Des pompiers d’ici à Lac-Mégantic

Des pompiers d’ici à Lac-Mégantic
Un groupe de 30 sapeurs de la région a passé douze heures à proximité de la fameuse «zone rouge» de Lac-Mégantic.

Après les bénévoles de la Croix-Rouge et les intervenants psychosociaux du Centre de santé et de services sociaux (CSSS) de la Haute-Yamaska, c’était au tour des pompiers de la région d’aller prêter main-forte à Lac-Mégantic, samedi. Un groupe de 30 sapeurs a passé douze heures à proximité de la fameuse «zone rouge».

«C’est gros. Voir ça sur une image et sur place, ce n’est pas la même affaire. C’est vraiment gros. On dirait une zone de guerre où tout est dévasté», lance le lieutenant Maxime Labonté du Service des incendies de Saint-Paul-d’Abbotsford, à son retour de mission à Lac-Mégantic.  

En compagnie de 29 autres pompiers provenant de Saint-Paul-d’Abbotsford, mais aussi de Waterloo, de Bromont, de Lac-Brome, de Shefford et de Roxton Pond, il a passé la journée de samedi à Lac-Mégantic pour y faire un quart de travail de 6h à 18h.

Samedi, les recherches de la Sûreté du Québec pour retrouver les cinq corps qui se trouvent toujours dans les décombres ont été suspendues afin de réorienter la stratégie. Malgré tout, les sapeurs avaient des tâches à accomplir. «On assurait la protection incendie.

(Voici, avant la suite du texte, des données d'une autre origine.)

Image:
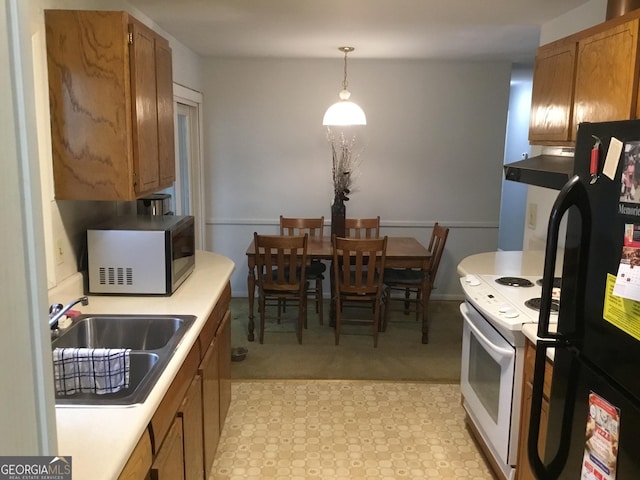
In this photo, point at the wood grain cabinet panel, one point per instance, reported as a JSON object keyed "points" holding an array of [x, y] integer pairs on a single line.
{"points": [[607, 75], [224, 364], [169, 462], [191, 414], [591, 76], [209, 370], [196, 403], [552, 92], [139, 463], [110, 98]]}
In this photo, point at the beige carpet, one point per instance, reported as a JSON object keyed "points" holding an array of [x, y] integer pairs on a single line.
{"points": [[400, 355], [331, 430]]}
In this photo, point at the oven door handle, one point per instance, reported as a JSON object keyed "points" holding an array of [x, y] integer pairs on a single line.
{"points": [[488, 345]]}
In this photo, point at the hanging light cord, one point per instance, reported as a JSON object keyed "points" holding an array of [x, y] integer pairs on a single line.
{"points": [[344, 82], [345, 50]]}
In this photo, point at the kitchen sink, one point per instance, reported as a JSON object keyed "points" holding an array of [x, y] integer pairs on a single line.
{"points": [[137, 332], [152, 339]]}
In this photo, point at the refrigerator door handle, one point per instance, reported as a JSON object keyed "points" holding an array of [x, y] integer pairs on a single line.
{"points": [[553, 469], [573, 194]]}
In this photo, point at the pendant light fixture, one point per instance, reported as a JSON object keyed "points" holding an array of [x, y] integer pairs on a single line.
{"points": [[344, 112]]}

Il n’y avait pas de recherches, mais des citernes étaient transvidées et il y avait du pompage d’eau contaminée», explique le lieutenant Labonté. Les pompiers invités devaient aussi répondre aux appels de routine à Lac-Mégantic, le cas échéant.

«On était à distance de la zone rouge. Si on s’approchait, on devait porter notre appareil respiratoire, mais on n’a pas approché. On était jumelé avec un pompier de l’Ontario qui est spécialisé dans les matières dangereuses. On était <I>stand-by<I> et on attendait.»

Ce dernier ne se dit pas déçu de ne pas avoir pu participer aux recherches. «Le matin même, on ne savait pas qu’il n’y avait pas de recherche et on ne savait pas ce qu’on allait faire. On s’en allait là pour aider, peu importe la tâche qu’on aurait faite. On a eu un débriefing avant de partir et on se disait qu’on s’en allait là pour aider et supporter les pompiers de Lac-Mégantic. C’est sûr qu’on aime ça quand il y a de l’action, mais on allait là pour aider.»

Rencontre

Le travail des pompiers venus aider leurs collègues n’est pas passé inaperçu aux yeux du directeur du Service des incendies de Lac-Mégantic, Denis Lauzon. Ce dernier les a remerciés de leur aide. «C’était le fun de le voir nous remercier. Ce directeur a géré l’une des plus grosses interventions du Québec», mentionne M. Labonté.

D’ailleurs, les sapeurs ont profité de sa présence pour démystifier l’intervention du déraillement de train à Lac-Mégantic. «La grosse question, c’était de savoir comment ça s’était passé. Cela n’a pas dû être facile sur place. On voulait savoir comment ils avaient réagi. Il nous a dit qu’il a suivi les procédures», raconte le lieutenant Labonté.

Cette rencontre et cet événement ont amené certains officiers à se questionner. «Il peut arriver lors d’un feu de résidence qu’on soit débordé. Là, il y avait une trentaine de bâtiments qui brûlaient avec des explosions et la Ville était coupée en deux. On s’est tous questionné à savoir ce qu’on ferait si c’était chez nous. C’est sûr que les officiers se sont fait un plan. M. Lauzon a respecté les procédures et les appliquées étape par étape», dit Maxime Labonté.

«Je suis content d’avoir été aidé à assurer la sécurité du territoire. C’est une belle expérience malgré le désastre», conclut le lieutenant Labonté.